ATLANTA, GA — The settlement of a landmark class-action lawsuit seeking reform of the Atlanta child welfare system on behalf of thousands of children in its custody has produced vast improvements in the quality of legal representation foster children in DeKalb County’s receive in Juvenile Court, according to a new report released today by an independent monitor in the case.
According to the report, DeKalb County has met all of the requirements of the court order mandating improvements in the DeKalb County Child Advocacy Center, which provides legal services to the approximately 1,000 DeKalb County children in the custody of the child welfare system. The report highlights dramatic reductions in the number of cases handled by each child advocate attorney and improvements in the quality of legal representation they provide children in the county’s juvenile courts.
The court- ordered reforms are required by the 2006 settlement by DeKalb County of a part of the federal class action known as Kenny A. v. Perdue, brought by the national advocacy group Children’s Rights in 2002. The same case also includes a settlement with State officials requiring comprehensive reform of the Georgia Division of Family and Children’s Services (DFCS). The settlement with DeKalb County was reached after a federal court ruled in an unprecedented 2005 decision that children have a constitutional right to zealous and effective legal advocacy in the juvenile courts at every stage of their experience in state custody.
“There is no question that the Kenny A. lawsuit and the resulting court oversight have produced dramatic improvements for children in DeKalb County’s juvenile court system,” said Ira Lustbader, associate director of Children’s Rights. “Just a few years ago, DeKalb County’s child advocates were so overburdened that the kids they represented were lucky if they met their attorneys even once. This is major progress — these kids need their own lawyer to light their way, especially in a child welfare system with severe problems such as Georgia DFCS.”
The monitoring report, required by the settlement and covering the period September 15, 2007, to March 15, 2008, found that DeKalb County has:
- Exceeded requirements for reducing attorneys’ caseloads. At the time the Kenny A. lawsuit was filed in 2002, DeKalb County had only two child advocate attorneys (CAAs), each representing approximately 500 child clients. Today, the county has 11 full-time CAAs with caseloads consistently under 100 child clients per attorney — generally remaining within a 65- to 90-client range — surpassing the settlement’s requirement of no more than 130 children per attorney.
- Improved the quality of legal representation for children in foster care. When Kenny A. was filed, children rarely met the CAAs assigned to them or received explanations of court proceedings.
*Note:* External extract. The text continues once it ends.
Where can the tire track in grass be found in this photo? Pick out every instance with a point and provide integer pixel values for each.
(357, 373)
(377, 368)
Today’s report showsCAAs now meet regularly with child clients in their foster placements and schools, as well as in the courtroom.CAAs also now thoroughly document interviews with their child clients, which include age-appropriate explanations of the court process and the role of counsel. The monitor also notes that CAAs are obtaining more information about their child clients and better meeting their clients’ special needs, particularly in the areas of education and immigration issues.
- Improved management and administration, including staff supervision and training. DeKalb County also now conducts regular staff performance evaluations and continues to improve in-house staff training while also providing access to regional, state, and national training opportunities. Additionally, the report notes that DeKalb is in the process of enhancing its case-tracking system to ensure that children’s legal needs are addressed in a timely fashion, and has restructured the paralegal position to enhance case-management support.
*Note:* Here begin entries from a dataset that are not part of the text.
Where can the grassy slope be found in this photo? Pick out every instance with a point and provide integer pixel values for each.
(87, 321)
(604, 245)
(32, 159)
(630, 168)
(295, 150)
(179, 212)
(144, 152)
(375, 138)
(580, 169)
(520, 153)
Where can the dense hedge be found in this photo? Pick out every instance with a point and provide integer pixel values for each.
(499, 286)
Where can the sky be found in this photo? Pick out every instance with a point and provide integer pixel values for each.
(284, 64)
Amid the praise for DeKalb County’s progress, the report highlights several serious and ongoing problems in Georgia’s Division of Family and Children Services (DFCS) that threaten to undermine effective legal representation of foster children, including:
- Lack of continuity among children’s DFCS case managers. CAAs reported that child clients regularly have as many as six different DFCS managers assigned to them during their time in state custody, due in part to high staff turnover. The constant transfer of cases to often new and inexperienced workers results in the loss of critical information and delayed placement of children into permanent homes.
- Failure to notify the court or CAAs of changes in children’s placements. The monitor found many instances in which DFCS failed to alert the court and the child’s legal representative when a foster child was moved, though it is legally required to do so. This prevents CAAs from seeing child clients in their home settings and from challenging the suitability of children’s placements in a timely fashion when necessary.
- Lack of standardized process for conducting home evaluations and lack of consistency in DFCS policy for placing children based on those evaluations. DFCS frequently reports that a foster home evaluation is favorable and places a child in the home when major components of the evaluation are incomplete. Yet the monitor reports many instances in which DFCS denied foster parents’ requests for subsidies to help cover the costs of caring for a foster child on the grounds that their home evaluations were incomplete.
“It is unfortunate that the Georgia Department of Family and Children Services’ failures are still casting shadows on the impressive progress that DeKalb County has made,” Lustbader said. “The biggest obstacle to effective legal representation for abused and neglected children should not be the state’s own child welfare system.”